وَٱلَّذِينَ ءَامَنُواْ وَعَمِلُواْ ٱلصَّٰلِحَٰتِ لَنُبَوِّئَنَّهُم مِّنَ ٱلۡجَنَّةِ غُرَفٗا تَجۡرِي مِن تَحۡتِهَا ٱلۡأَنۡهَٰرُ خَٰلِدِينَ فِيهَاۚ نِعۡمَ أَجۡرُ ٱلۡعَٰمِلِينَ ٥٨
İman edip iyi ameller işleyenleri, altlarından çeşitli ırmaklar akan ve içlerinde sürekli kalacakları yüksek köşklere yerleştiririz. İyi işler yapanların alacakları ödül ne güzeldir!
ٱلَّذِينَ صَبَرُواْ وَعَلَىٰ رَبِّهِمۡ يَتَوَكَّلُونَ ٥٩
Onlar ki, sıkıntılar karşısında sabrederler ve sadece Rabb'lerine güvenirler.
وَكَأَيِّن مِّن دَآبَّةٖ لَّا تَحۡمِلُ رِزۡقَهَا ٱللَّهُ يَرۡزُقُهَا وَإِيَّاكُمۡۚ وَهُوَ ٱلسَّمِيعُ ٱلۡعَلِيمُ ٦٠
Nice hayvanlar var ki, rızıklarını sağlamaya güçleri yetmez. Onların ve sizin rızkınızı Allah sağlar. O her şeyi işitir, her şeyi bilir.
وَلَئِن سَأَلۡتَهُم مَّنۡ خَلَقَ ٱلسَّمَٰوَٰتِ وَٱلۡأَرۡضَ وَسَخَّرَ ٱلشَّمۡسَ وَٱلۡقَمَرَ لَيَقُولُنَّ ٱللَّهُۖ فَأَنَّىٰ يُؤۡفَكُونَ ٦١
Eğer müşriklere «Gökleri ve yeri yaratan, güneşi ve ayı insanların yararına sunan kimdir?» diye sorarsan kesinlikle «Allah'tır» derler.

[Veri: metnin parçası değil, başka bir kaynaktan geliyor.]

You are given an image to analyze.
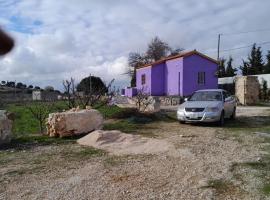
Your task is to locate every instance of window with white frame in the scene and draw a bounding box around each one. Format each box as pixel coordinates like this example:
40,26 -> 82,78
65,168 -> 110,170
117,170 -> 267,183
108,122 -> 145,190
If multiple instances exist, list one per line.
198,72 -> 205,85
141,74 -> 146,85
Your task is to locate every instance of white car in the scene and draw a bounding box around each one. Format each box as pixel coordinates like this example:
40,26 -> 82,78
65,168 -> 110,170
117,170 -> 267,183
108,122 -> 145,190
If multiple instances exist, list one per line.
177,89 -> 236,126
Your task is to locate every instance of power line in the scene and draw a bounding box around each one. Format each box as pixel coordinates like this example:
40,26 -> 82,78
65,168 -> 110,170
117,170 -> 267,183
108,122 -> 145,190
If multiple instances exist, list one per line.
221,28 -> 270,36
220,41 -> 270,52
205,41 -> 270,52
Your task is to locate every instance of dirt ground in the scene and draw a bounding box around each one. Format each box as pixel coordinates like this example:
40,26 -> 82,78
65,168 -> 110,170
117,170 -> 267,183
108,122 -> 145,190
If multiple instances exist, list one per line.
0,107 -> 270,200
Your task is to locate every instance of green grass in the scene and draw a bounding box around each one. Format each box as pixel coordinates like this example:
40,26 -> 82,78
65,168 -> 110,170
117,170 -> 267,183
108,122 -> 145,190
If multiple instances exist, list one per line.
203,179 -> 230,192
103,120 -> 140,133
262,183 -> 270,196
224,116 -> 270,133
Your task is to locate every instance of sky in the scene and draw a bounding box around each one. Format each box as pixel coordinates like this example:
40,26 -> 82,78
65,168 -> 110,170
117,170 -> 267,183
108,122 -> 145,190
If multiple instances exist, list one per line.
0,0 -> 270,90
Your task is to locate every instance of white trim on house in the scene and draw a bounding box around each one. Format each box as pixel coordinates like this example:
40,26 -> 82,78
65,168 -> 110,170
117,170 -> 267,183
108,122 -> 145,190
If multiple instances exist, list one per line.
218,74 -> 270,85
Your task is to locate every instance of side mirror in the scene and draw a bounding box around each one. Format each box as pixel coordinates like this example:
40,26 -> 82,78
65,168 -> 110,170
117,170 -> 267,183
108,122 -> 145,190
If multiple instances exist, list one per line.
224,97 -> 233,102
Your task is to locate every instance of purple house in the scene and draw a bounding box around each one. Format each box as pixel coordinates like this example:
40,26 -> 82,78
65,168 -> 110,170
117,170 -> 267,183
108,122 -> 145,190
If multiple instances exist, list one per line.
125,50 -> 218,97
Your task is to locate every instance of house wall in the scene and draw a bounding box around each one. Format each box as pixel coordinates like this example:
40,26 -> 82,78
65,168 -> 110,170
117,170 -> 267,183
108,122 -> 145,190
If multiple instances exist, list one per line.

Öyleyse nasıl gerçekten saptırtıyorlar?
ٱللَّهُ يَبۡسُطُ ٱلرِّزۡقَ لِمَن يَشَآءُ مِنۡ عِبَادِهِۦ وَيَقۡدِرُ لَهُۥٓۚ إِنَّ ٱللَّهَ بِكُلِّ شَيۡءٍ عَلِيمٞ ٦٢
Allah, dilediği kulunun rızkını bol verir, dilediği kulunun rızkını da kısar. Hiç kuşkusuz Allah her şeyi bilir.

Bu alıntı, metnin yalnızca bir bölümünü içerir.